Im November 2022 bin ich dann zu Pinterest gewechselt. Dort arbeite ich als Administrative Business Partner und unterstütze das Team bei Projekten wie der Erstellung eines internen Knowledge-Sharing-Kanals. Ich habe mich bewusst für Pinterest entschieden, weil hier ein inspirierender und inklusiver Space für alle Mitarbeitenden geschaffen wird. Durch die flexiblen Arbeitsstrukturen konnte ich im vergangenen Monat aus Ghana arbeiten. Außerdem schätze ich die Weiterbildungsmöglichkeiten mit digitalen Tools.
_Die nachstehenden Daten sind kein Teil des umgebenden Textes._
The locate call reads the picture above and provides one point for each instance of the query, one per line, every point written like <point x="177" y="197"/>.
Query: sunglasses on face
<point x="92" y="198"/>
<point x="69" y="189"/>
Viele junge Schwarze Menschen haben es auf dem Arbeitsmarkt nicht leicht, besonders wenn sie aus der ersten Einwanderergeneration kommen. Meine Eltern haben einen Großteil ihres Ersparten für meine Bildung ausgegeben. Nicht jede Familie hat diese Möglichkeit. Deshalb habe ich Aidia mitgegründet, das erste Afrodeutsche Start-up-Pitch-Event. Wir unterstützen Start-ups finanziell und sorgen dafür, dass sich Afrodeutsche Gründer:innen mit erfolgreichen Schwarzen Unternehmer:innen wie Jesaja Brinkmann und Kave Bulambo vernetzen können, und mit Unternehmen wie PayPal oder der Otto Group. Dass ich heute mein Wissen und meine Erfahrungen weitergeben kann, das macht mich besonders stolz."